According to the Federal Communications Commission, it is illegal to intentionally jam or block mobile communications – the one on-the-record exception being the Secret Service, which often places a mobile blackout “dome” that disables communications near the President’s motorcade. However, by those same rules, it isn’t technically illegal to just turn off power to mobile towers, yielding very much the same result. Expect years of litigation to follow.
But MUNI’s decision didn’t take years to provoke a response. The hacker group Anonymous (who else?) tapped into BART computers Sunday and released personal information for about 2,400 BART users that were stored in the MUNI computers.
In a public release written in taunting Anonymous-speak, the hacker group excoriates BART police, MUNI policies, and – seemingly – the industry as a whole:
“They violated the people’s right to assembly and prevented other bystanders from using emergency services by blocking cell phone signals in order to stop a protest against the BART police murders.

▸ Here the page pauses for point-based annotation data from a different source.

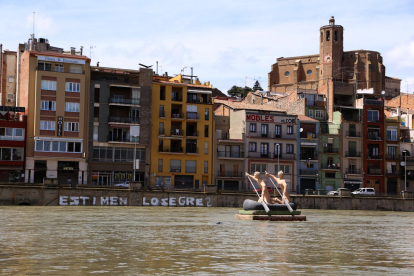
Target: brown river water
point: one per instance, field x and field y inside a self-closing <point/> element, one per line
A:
<point x="201" y="241"/>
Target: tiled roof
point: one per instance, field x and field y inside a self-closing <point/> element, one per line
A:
<point x="240" y="105"/>
<point x="306" y="118"/>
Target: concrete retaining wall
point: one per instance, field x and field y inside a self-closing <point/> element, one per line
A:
<point x="40" y="196"/>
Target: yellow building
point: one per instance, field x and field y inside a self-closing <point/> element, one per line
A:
<point x="182" y="133"/>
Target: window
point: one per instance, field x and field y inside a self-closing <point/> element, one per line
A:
<point x="72" y="87"/>
<point x="252" y="127"/>
<point x="47" y="125"/>
<point x="284" y="168"/>
<point x="289" y="148"/>
<point x="310" y="113"/>
<point x="72" y="107"/>
<point x="48" y="85"/>
<point x="318" y="114"/>
<point x="190" y="166"/>
<point x="392" y="134"/>
<point x="373" y="116"/>
<point x="159" y="165"/>
<point x="258" y="168"/>
<point x="48" y="105"/>
<point x="290" y="129"/>
<point x="58" y="146"/>
<point x="252" y="146"/>
<point x="175" y="165"/>
<point x="72" y="126"/>
<point x="58" y="67"/>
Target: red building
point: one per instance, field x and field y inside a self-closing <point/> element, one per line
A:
<point x="12" y="143"/>
<point x="373" y="144"/>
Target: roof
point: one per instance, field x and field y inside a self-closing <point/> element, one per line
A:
<point x="306" y="118"/>
<point x="52" y="54"/>
<point x="245" y="106"/>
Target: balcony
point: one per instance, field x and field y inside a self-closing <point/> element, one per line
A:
<point x="192" y="116"/>
<point x="392" y="156"/>
<point x="192" y="133"/>
<point x="175" y="169"/>
<point x="330" y="150"/>
<point x="309" y="156"/>
<point x="290" y="156"/>
<point x="374" y="171"/>
<point x="375" y="136"/>
<point x="353" y="134"/>
<point x="123" y="138"/>
<point x="352" y="154"/>
<point x="124" y="120"/>
<point x="393" y="173"/>
<point x="177" y="116"/>
<point x="230" y="154"/>
<point x="127" y="101"/>
<point x="229" y="174"/>
<point x="352" y="171"/>
<point x="309" y="172"/>
<point x="170" y="150"/>
<point x="259" y="155"/>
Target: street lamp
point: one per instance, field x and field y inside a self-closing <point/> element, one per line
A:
<point x="405" y="166"/>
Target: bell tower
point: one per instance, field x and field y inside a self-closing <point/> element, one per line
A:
<point x="331" y="47"/>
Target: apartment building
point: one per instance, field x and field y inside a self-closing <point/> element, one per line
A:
<point x="182" y="133"/>
<point x="308" y="162"/>
<point x="352" y="148"/>
<point x="12" y="143"/>
<point x="330" y="146"/>
<point x="54" y="90"/>
<point x="120" y="125"/>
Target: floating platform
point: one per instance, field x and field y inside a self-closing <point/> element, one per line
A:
<point x="271" y="217"/>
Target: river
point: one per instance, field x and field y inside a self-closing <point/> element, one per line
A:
<point x="207" y="241"/>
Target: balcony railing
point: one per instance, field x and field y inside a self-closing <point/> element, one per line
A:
<point x="374" y="136"/>
<point x="177" y="132"/>
<point x="392" y="156"/>
<point x="229" y="174"/>
<point x="171" y="149"/>
<point x="259" y="155"/>
<point x="352" y="154"/>
<point x="393" y="173"/>
<point x="309" y="172"/>
<point x="192" y="115"/>
<point x="125" y="101"/>
<point x="289" y="156"/>
<point x="353" y="134"/>
<point x="192" y="133"/>
<point x="191" y="150"/>
<point x="230" y="154"/>
<point x="123" y="138"/>
<point x="375" y="171"/>
<point x="352" y="171"/>
<point x="175" y="169"/>
<point x="330" y="150"/>
<point x="177" y="116"/>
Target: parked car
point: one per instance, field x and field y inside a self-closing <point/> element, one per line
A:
<point x="364" y="191"/>
<point x="337" y="191"/>
<point x="125" y="184"/>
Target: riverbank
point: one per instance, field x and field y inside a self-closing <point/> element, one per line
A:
<point x="53" y="196"/>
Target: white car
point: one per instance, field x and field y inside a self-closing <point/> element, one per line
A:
<point x="364" y="191"/>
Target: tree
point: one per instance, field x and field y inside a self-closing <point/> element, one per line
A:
<point x="237" y="91"/>
<point x="257" y="86"/>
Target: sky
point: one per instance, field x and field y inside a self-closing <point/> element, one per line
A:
<point x="226" y="42"/>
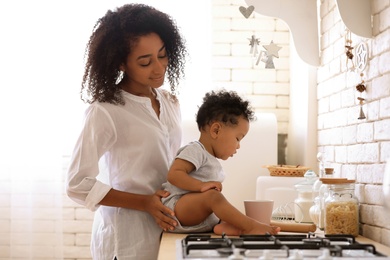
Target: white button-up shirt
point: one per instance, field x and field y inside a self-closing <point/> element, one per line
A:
<point x="136" y="147"/>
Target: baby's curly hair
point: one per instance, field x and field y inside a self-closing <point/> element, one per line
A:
<point x="223" y="106"/>
<point x="111" y="41"/>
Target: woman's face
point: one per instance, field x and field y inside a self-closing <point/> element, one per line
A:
<point x="146" y="64"/>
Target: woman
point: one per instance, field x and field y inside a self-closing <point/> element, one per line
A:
<point x="131" y="125"/>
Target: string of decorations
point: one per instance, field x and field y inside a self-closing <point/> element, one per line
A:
<point x="270" y="50"/>
<point x="358" y="62"/>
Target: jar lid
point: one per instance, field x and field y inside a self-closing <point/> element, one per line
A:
<point x="336" y="180"/>
<point x="307" y="184"/>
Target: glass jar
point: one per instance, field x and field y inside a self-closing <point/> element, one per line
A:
<point x="322" y="195"/>
<point x="342" y="209"/>
<point x="315" y="211"/>
<point x="304" y="201"/>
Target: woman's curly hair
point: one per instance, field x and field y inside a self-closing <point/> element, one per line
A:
<point x="223" y="106"/>
<point x="111" y="41"/>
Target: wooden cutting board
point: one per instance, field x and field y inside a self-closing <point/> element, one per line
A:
<point x="287" y="226"/>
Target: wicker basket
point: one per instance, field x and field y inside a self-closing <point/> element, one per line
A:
<point x="287" y="170"/>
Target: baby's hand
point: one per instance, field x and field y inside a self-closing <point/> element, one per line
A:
<point x="216" y="185"/>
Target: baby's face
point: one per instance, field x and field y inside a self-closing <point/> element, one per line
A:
<point x="229" y="139"/>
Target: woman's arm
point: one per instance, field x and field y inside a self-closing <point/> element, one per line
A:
<point x="149" y="203"/>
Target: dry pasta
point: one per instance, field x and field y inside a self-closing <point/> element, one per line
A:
<point x="342" y="217"/>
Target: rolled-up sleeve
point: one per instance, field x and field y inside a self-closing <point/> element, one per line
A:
<point x="97" y="136"/>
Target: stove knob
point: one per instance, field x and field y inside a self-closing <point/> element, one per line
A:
<point x="266" y="255"/>
<point x="236" y="255"/>
<point x="296" y="255"/>
<point x="325" y="255"/>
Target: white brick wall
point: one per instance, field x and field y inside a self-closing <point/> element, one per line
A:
<point x="234" y="68"/>
<point x="357" y="148"/>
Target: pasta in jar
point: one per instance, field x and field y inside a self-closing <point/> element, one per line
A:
<point x="342" y="218"/>
<point x="342" y="210"/>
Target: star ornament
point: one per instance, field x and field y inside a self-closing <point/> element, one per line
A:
<point x="272" y="49"/>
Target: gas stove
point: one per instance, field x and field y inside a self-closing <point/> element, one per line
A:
<point x="305" y="246"/>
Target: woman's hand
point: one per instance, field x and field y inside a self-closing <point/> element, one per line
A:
<point x="216" y="185"/>
<point x="160" y="212"/>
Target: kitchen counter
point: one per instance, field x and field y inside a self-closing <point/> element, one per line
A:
<point x="168" y="244"/>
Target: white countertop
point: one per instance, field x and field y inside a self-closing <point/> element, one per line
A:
<point x="168" y="244"/>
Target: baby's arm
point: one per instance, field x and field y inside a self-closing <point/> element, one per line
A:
<point x="178" y="175"/>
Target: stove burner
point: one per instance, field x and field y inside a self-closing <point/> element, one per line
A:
<point x="280" y="246"/>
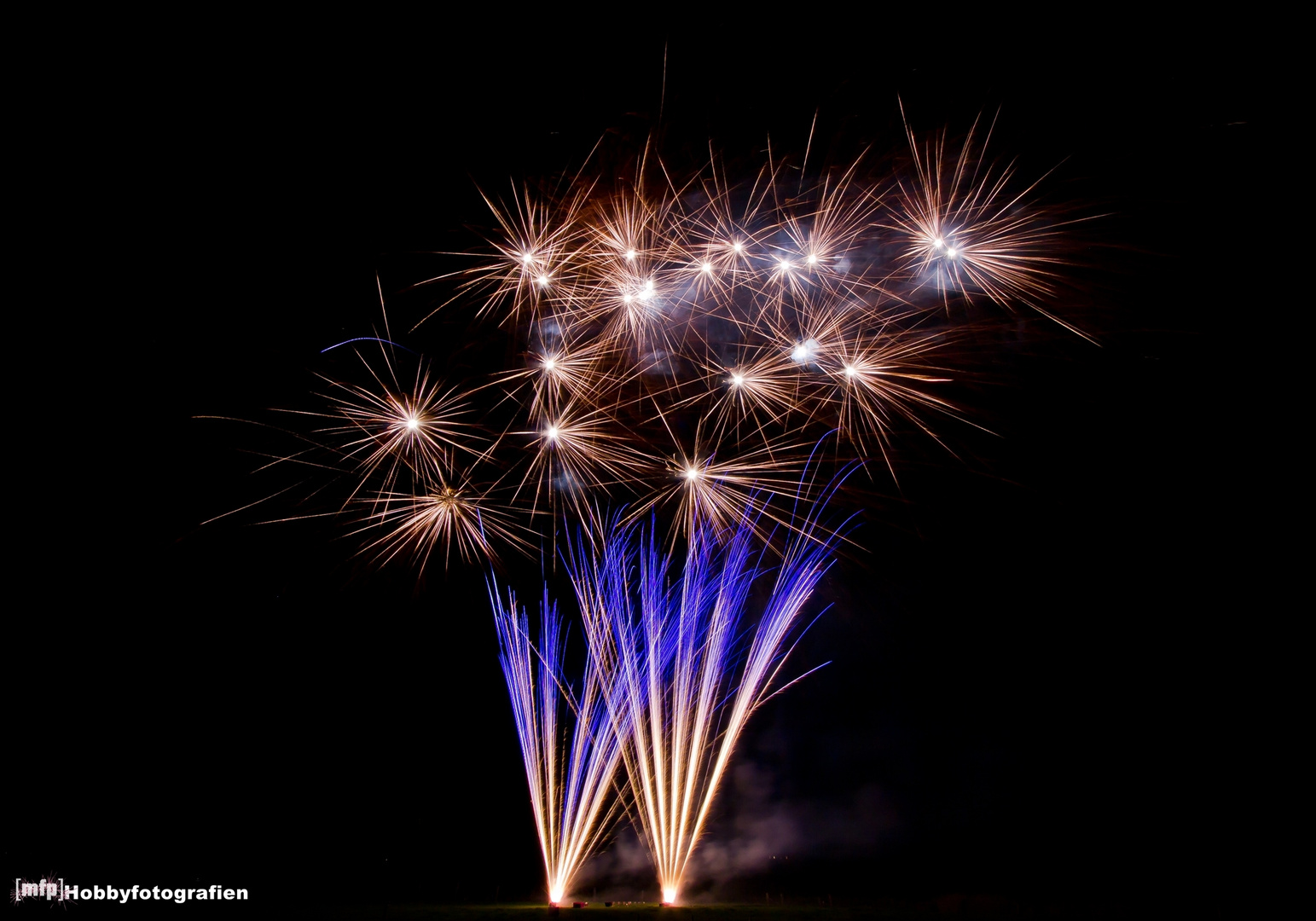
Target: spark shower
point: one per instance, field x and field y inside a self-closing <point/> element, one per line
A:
<point x="695" y="362"/>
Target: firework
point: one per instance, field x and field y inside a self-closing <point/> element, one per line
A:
<point x="686" y="341"/>
<point x="687" y="666"/>
<point x="570" y="787"/>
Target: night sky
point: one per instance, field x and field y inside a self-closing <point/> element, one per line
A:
<point x="1039" y="654"/>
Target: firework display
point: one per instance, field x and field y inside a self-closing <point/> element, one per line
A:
<point x="571" y="790"/>
<point x="688" y="663"/>
<point x="679" y="346"/>
<point x="699" y="361"/>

Lastly, they set up this website called mybart.gov and they stored their members information with virtually no security. The data was stored and easily obtainable via basic sqli. Any 8 year old with a internet connection could have done what we did to find it. On top of that none of the info, including the passwords, was encrypted.”
BART’s response was noticably less hyperbolic: “”We are sorry this intrusion into the myBART data occurred, and we notified those affected right away in case anyone tries to exploit the information,” they said in a release.
Protests in California may occur as early as today (Mon. Aug. 15) – it is unclear whether BART and MUNI officials will again try to tamp down protests by shutting down mobile transmission towers.